Further, the current work also informs the existing literature on task-set formation, specifically the one-shot binding of stimulus-action (S-A) and stimulus-classification (S-C) associations (Henson et al., 2014; Moutsopoulou et al., 2015; Pfeuffer et al., 2017, 2018). That is, presumably, if stimulus-control associations require attention or task-engagement at encoding for successful inclusion into an episodic event-file, then the same property might apply to S-A and S-C associations. Future work should investigate this aspect of task-set creation, as it might also provide critical evidence for the encoding/retrieval distinctions made in recent theoretical proposals (see Frings et al., 2020). Further, the degree to which participants are explicitly aware of the encoding and retrieval process of these episodic event-files is currently not known, but is an interesting avenue for future research.

Conclusion

The episodic control-binding hypothesis predicts that stimulus-control bindings are held in event-files supported by episodic memory to promote contextually appropriate application of cognitive control.

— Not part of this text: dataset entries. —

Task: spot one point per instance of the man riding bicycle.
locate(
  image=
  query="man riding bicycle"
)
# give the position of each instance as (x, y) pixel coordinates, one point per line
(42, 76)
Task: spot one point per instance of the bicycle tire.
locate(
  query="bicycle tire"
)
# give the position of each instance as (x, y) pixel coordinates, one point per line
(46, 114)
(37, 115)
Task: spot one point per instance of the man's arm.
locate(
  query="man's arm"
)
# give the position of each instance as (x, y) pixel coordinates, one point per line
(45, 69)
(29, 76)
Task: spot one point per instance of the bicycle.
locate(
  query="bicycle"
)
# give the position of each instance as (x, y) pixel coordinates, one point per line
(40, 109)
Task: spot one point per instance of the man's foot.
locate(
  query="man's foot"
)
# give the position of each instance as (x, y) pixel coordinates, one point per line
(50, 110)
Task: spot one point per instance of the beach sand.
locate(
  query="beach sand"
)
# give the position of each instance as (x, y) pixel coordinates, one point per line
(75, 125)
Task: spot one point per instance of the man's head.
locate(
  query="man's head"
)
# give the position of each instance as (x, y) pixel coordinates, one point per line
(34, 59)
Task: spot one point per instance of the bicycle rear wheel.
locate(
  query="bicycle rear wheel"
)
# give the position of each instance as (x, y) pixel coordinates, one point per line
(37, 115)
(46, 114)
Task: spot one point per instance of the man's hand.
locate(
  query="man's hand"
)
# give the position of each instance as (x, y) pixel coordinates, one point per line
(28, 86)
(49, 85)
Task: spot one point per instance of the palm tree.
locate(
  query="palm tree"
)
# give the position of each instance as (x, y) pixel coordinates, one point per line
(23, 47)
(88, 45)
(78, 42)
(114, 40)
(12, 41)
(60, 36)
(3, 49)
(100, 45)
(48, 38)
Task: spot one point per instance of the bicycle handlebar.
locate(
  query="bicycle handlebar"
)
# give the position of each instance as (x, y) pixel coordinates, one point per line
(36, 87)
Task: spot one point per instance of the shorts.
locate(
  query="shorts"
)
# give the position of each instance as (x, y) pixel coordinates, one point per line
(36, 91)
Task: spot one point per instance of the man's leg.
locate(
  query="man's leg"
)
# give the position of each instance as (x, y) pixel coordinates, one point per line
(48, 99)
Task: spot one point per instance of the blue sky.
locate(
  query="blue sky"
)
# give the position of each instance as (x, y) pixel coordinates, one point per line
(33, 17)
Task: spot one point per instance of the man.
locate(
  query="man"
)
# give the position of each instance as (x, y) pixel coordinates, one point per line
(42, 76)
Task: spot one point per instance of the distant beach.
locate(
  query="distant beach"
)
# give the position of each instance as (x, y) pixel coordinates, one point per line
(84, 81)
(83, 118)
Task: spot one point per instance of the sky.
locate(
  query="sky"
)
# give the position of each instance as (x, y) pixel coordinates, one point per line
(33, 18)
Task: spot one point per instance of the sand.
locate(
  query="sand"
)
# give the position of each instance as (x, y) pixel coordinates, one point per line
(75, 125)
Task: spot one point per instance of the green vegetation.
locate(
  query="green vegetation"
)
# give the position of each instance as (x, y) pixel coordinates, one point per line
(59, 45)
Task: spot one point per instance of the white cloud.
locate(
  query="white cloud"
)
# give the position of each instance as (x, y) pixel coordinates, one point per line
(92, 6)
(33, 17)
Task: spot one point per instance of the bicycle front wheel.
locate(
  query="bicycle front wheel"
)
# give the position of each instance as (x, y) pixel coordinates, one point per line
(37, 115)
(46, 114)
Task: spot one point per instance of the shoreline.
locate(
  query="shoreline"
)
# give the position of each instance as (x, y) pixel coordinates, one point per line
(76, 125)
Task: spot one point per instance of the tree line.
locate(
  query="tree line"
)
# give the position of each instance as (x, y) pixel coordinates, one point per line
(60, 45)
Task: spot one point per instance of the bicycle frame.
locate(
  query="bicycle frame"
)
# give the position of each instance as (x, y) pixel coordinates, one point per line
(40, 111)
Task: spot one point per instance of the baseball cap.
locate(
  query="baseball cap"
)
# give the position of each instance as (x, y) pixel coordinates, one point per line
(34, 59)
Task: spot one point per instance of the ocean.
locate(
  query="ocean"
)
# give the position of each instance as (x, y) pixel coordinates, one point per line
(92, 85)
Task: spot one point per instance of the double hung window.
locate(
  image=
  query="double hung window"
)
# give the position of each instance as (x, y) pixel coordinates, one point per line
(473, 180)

In two experiments, we examined how task-focused attention affects the encoding and retrieval of a control process component of event-files. In particular, we adjudicated between the possibilities that attention is required for the encoding versus the retrieval process. The former would be in line with the idea that internal control processes are integrated into the event-file in a similar manner as task-relevant stimuli or response features, whereas the latter would suggest stimulus-control bindings are treated similar to response-irrelevant stimulus features. In Experiment 1, we demonstrated that self-reports of MW during encoding interfered with successful deployment of stimulus-control bindings at a later point, but MW during implementation (i.e., retrieval) of stimulus-control bindings does not interfere in their successful deployment. In Experiment 2, we used trial-by-trial pupillometry to show that pre-stimulus attention at encoding predicts the subsequent implementation of stimulus-control bindings better than pre-stimulus attention levels at implementation. Together, these results suggest that encoding of stimulus-control bindings in episodic memory requires active attention and engagement; however, once encoding of a stimulus-control association has occurred, these bindings are automatically deployed to guide behavior when the stimulus reoccurs. This suggests that control states are encoded into event-files in a manner comparable to task-relevant stimulus and response features.